The Combination of MWA and Anti-TIGIT Treatment Reshapes Myeloid Cells in the TME

Subsequently, we performed a unified manifold approximation and projection (UMAP) analysis of scRNA-seq data to examine myeloid cell populations. Notably, we did not detect significant differences in the major myeloid cell populations in the TME between the MWA group and the MWA plus TIGIT group (Figures 5A–C). We then examined the expressions of chemokines in neutrophils, monocytes, tumor-associated macrophages (TAM)1s, TAM2s, cycling macrophages and dendritic cells (DCs). CXCL9 and CXCL10 are chemokine ligands of CXCR3, which differ from other chemokines due to their ability to restrain tumor growth and enhance antitumor immunity (34, 35). Our data revealed that the production of CXCL9 by TAM1s was higher in the MWA plus TIGIT group. CCL5 plays a role in the chemoattraction and activation of immune cells, and it enhances tumor infiltration by immune cells (36). Co-expression of CCL5 and CXCL9 is considered as a marker of immunoreactive tumors that are associated with prolonged survival and responsiveness to PD-1 blockade (37). In the present study, we found that CCL5 was up-regulated synergistically with CXCL9 in DCs in the MWA plus TIGIT group (Figure 5D). CCL2 mediates tumor cell metastasis by binding to CCR2 on tumor cells and induces the expression of matrix metalloproteinase-9 (MMP-9) to increase the invasiveness of tumor cells (38). CCL2 can also shift Th2 cell regulation in the direction of immunosuppression by participating in inducing the differentiation and polarization of T lymphocytes (39). As an effective chemokine of TAMs, CCL2 indirectly promotes the invasion and metastasis of tumor cells through TAM chemotaxis (40). CCL7 binds to CCR2 and has a similar function to that of CCL2 (41). Our data showed that the expressions of CCL2 and CCL7 were decreased after the combination treatment of MWA and TIGIT blockade (Figure 5D). This result indicated that the combination therapy could reduce the migration and the recruitment of immunosuppressive cells to the TME.

FIGURE 5

Figure 5 The combination of MWA and anti-TIGIT treatment reshapes myeloid cells in the TME. MC38 tumor-bearing mouse models were established and treated with MWA and MWA plus anti-TIGIT antibodies, and then CD45⁺ TILs were purified using FACS and subjected to scRNA-seq analysis. (A) UMAP analysis showed that tumor-infiltrating myeloid cells were classified into neutrophils, monocytes, TAM1s, TAM2s, cycling TAMs, macrophages and DCs. (B) UMAP analysis showed the distribution of different subpopulations of myeloid cells in tumors from the MWA group or MWA plus TIGIT group. (C) Bar plot showing the percentages of different subpopulations of myeloid cells in MC38 tumors from the MWA group or MWA plus TIGIT group. (D) Dot plot showing selected chemokines in different subpopulations of myeloid cells in MC38 tumors from the MWA group or MWA plus TIGIT group. (E) Dot plot showing the ligands of TIGIT and PD-1 expressed on myeloid cells in MC38 tumors from the MWA group or MWA plus TIGIT group.

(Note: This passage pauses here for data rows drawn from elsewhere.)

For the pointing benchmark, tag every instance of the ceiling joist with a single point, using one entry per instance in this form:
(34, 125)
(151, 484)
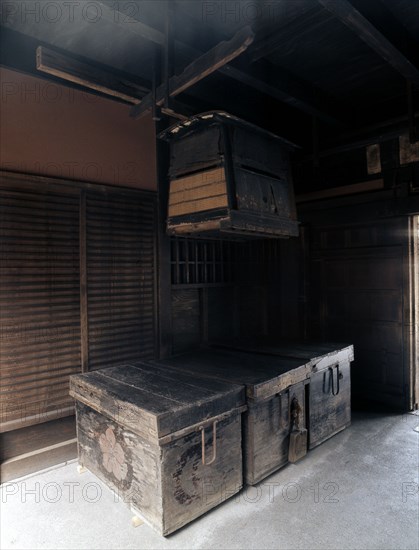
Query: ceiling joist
(350, 16)
(283, 87)
(206, 64)
(88, 75)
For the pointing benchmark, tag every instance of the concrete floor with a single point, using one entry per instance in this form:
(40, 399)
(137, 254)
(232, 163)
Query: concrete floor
(359, 490)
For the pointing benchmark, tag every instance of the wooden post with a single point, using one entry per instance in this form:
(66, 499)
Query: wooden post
(84, 318)
(411, 112)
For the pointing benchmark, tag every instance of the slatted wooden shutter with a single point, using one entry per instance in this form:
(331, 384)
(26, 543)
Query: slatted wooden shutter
(39, 303)
(77, 289)
(120, 234)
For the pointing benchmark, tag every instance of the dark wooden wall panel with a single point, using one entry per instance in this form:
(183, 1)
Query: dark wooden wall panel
(186, 319)
(360, 294)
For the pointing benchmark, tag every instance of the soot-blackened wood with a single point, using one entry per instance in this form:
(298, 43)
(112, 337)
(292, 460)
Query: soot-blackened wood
(143, 395)
(88, 75)
(328, 365)
(267, 427)
(202, 67)
(262, 375)
(329, 402)
(169, 444)
(167, 485)
(228, 176)
(271, 385)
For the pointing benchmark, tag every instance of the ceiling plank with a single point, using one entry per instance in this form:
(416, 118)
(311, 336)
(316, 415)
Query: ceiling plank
(295, 28)
(87, 75)
(366, 31)
(286, 88)
(206, 64)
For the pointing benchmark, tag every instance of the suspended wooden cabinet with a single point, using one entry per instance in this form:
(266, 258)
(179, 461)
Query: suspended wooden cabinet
(229, 177)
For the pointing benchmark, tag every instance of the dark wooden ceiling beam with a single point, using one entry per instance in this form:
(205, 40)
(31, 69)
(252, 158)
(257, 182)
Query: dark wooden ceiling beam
(279, 84)
(350, 16)
(282, 87)
(206, 64)
(88, 75)
(294, 29)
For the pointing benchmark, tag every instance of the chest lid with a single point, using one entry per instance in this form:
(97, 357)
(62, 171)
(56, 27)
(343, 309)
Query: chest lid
(319, 355)
(153, 401)
(264, 375)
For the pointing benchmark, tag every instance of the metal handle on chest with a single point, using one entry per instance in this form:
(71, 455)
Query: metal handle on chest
(332, 381)
(214, 443)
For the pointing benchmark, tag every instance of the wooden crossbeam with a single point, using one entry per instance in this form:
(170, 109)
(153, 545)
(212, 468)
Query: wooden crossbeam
(285, 89)
(87, 75)
(206, 64)
(366, 31)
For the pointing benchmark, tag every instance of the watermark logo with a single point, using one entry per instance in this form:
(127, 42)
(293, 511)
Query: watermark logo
(245, 12)
(69, 11)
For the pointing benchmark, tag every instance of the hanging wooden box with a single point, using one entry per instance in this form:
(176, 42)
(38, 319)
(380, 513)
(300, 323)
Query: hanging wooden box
(229, 177)
(168, 444)
(329, 406)
(271, 386)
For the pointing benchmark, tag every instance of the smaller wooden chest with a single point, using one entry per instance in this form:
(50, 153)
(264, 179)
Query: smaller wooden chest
(329, 405)
(229, 178)
(273, 386)
(167, 443)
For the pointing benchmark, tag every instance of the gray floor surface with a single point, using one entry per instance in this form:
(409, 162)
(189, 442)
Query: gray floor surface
(359, 490)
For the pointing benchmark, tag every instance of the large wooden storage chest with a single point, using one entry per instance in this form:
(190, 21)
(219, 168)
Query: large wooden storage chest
(274, 388)
(169, 444)
(329, 404)
(229, 177)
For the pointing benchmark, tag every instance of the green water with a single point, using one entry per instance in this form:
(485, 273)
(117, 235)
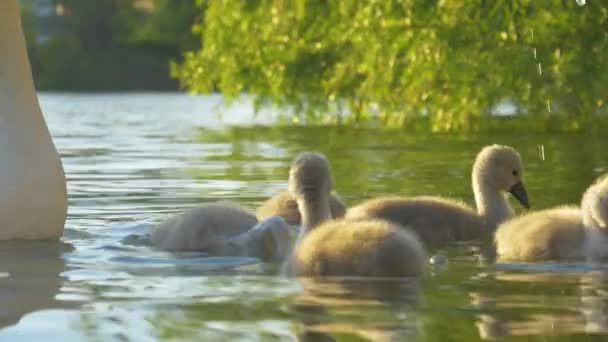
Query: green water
(132, 160)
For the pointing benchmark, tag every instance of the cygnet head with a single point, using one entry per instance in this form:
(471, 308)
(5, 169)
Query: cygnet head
(310, 185)
(309, 177)
(595, 204)
(500, 167)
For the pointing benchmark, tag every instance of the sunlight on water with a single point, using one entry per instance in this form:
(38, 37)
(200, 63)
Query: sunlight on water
(131, 160)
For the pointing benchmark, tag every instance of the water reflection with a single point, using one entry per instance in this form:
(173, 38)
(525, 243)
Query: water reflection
(30, 278)
(133, 160)
(359, 308)
(566, 304)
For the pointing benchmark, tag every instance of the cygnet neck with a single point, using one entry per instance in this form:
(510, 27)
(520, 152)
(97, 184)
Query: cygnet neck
(588, 206)
(313, 211)
(492, 205)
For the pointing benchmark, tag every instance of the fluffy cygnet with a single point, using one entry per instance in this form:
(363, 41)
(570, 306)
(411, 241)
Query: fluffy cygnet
(369, 248)
(439, 221)
(223, 229)
(559, 233)
(282, 204)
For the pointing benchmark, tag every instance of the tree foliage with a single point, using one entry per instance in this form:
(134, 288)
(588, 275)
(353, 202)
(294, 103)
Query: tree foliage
(446, 62)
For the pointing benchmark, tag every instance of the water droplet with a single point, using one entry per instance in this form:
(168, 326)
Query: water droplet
(541, 151)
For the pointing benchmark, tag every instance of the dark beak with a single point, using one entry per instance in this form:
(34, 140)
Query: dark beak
(519, 192)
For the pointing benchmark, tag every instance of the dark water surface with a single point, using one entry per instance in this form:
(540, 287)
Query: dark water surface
(132, 160)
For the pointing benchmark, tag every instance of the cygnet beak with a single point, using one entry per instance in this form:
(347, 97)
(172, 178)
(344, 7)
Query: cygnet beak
(519, 192)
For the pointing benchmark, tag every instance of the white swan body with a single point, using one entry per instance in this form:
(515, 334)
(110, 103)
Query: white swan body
(33, 199)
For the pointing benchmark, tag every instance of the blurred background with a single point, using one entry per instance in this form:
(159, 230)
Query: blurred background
(424, 65)
(108, 44)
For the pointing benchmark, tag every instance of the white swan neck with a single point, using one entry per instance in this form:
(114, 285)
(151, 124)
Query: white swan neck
(33, 199)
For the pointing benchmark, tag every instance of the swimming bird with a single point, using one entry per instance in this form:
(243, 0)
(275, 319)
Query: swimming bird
(33, 197)
(560, 233)
(282, 204)
(368, 248)
(439, 220)
(224, 229)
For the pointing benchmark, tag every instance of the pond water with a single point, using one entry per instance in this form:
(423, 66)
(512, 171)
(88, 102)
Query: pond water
(133, 159)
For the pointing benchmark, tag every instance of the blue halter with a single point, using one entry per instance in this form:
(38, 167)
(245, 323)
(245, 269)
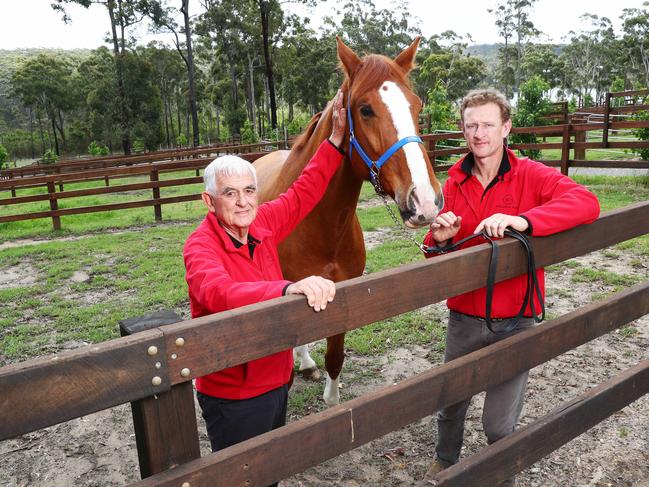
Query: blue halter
(374, 166)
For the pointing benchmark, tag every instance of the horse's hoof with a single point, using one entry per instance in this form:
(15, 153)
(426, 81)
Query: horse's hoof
(331, 401)
(312, 373)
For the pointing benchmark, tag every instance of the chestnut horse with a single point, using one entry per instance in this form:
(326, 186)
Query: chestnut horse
(329, 242)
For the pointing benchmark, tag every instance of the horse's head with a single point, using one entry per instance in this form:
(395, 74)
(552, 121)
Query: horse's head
(384, 111)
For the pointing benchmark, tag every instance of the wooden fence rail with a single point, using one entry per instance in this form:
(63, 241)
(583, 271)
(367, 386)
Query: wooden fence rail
(93, 378)
(567, 132)
(150, 157)
(339, 429)
(152, 170)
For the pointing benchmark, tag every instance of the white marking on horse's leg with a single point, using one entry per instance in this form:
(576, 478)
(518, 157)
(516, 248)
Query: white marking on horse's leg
(331, 394)
(302, 352)
(399, 109)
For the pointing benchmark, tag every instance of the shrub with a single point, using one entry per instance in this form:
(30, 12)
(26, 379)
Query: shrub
(94, 149)
(138, 145)
(248, 135)
(532, 106)
(181, 140)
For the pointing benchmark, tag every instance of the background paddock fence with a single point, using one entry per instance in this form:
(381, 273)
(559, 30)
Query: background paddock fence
(576, 135)
(157, 362)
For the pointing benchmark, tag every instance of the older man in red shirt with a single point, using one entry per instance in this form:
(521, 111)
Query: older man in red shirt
(231, 260)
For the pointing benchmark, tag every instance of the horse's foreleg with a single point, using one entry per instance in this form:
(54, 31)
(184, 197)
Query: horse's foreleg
(308, 369)
(333, 364)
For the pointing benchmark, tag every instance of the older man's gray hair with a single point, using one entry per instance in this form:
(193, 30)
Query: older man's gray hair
(226, 166)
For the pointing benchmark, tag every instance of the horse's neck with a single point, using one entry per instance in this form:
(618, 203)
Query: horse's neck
(344, 189)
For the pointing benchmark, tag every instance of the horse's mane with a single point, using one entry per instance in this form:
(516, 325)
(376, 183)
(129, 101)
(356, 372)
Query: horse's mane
(370, 74)
(308, 131)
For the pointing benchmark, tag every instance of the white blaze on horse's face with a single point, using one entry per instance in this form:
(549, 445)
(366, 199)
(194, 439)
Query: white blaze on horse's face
(421, 202)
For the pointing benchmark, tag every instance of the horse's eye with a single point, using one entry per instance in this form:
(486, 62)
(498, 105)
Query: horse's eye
(366, 111)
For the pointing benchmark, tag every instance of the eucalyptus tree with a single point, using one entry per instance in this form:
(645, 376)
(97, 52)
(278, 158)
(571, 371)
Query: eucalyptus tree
(163, 17)
(42, 83)
(122, 15)
(307, 67)
(513, 22)
(170, 77)
(635, 29)
(543, 60)
(589, 57)
(443, 63)
(368, 29)
(226, 44)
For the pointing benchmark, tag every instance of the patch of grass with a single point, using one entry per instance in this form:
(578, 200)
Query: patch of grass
(124, 282)
(586, 274)
(414, 328)
(304, 399)
(394, 253)
(628, 331)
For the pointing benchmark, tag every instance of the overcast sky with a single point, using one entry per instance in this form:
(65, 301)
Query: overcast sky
(33, 23)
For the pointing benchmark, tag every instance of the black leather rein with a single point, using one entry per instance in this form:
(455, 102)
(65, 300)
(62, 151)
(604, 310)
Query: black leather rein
(532, 281)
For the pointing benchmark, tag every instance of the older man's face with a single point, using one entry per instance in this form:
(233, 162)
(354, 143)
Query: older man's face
(235, 203)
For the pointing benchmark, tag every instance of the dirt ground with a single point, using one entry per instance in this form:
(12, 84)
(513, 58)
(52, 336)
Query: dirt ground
(99, 449)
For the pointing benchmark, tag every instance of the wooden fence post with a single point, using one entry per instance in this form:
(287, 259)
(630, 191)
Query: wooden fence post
(157, 208)
(54, 205)
(565, 150)
(166, 432)
(607, 112)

Notably, CXCL16 plays an ambiguous role in cancer. CXCL16 inhibits liver metastasis via the recruitment of CXCR6-expressing T cells and invariant NKT (iNKT) cells and improves the survival of cancer patients (42, 43). Additionally, Veinotte et al. have found that CXCL16-positive DCs can enhance iNKT cell-dependent IFN-γ production and tumor control (44). However, the role of CXCL16 in cancer is complex, as transmembrane CXCL16 may promote antitumor responses, whereas soluble CXCL16 may contribute to tumor progression (45). Hojo et al. have found that the expression of CXCL16 by the tumor cells enhances the recruitment of TILs, thereby leading to a better prognosis in CRC (46). Consistently, we found that CXCL16 was upregulated in DCs in the MWA plus TIGIT group (Figure 5D). TIGIT has multiple ligands, namely, CD155 (PVR), CD112 (nectin-2), and CD113 (nectin-3) and our study revealed that PVR and nectin-2 were upregulated on DCs of the MWA plus TIGIT group. Additionally, PD-L1 (CD274), and PD-L2 (Pdcd1lg2) were upregulated in the MWA plus TIGIT group (Figure 5E). These data indicated that the TIGIT/PVR or TIGIT/nectin-2 axis, in addition to the PD-L1/PD-1 axis, was involved in the reduced efficacy of MWA.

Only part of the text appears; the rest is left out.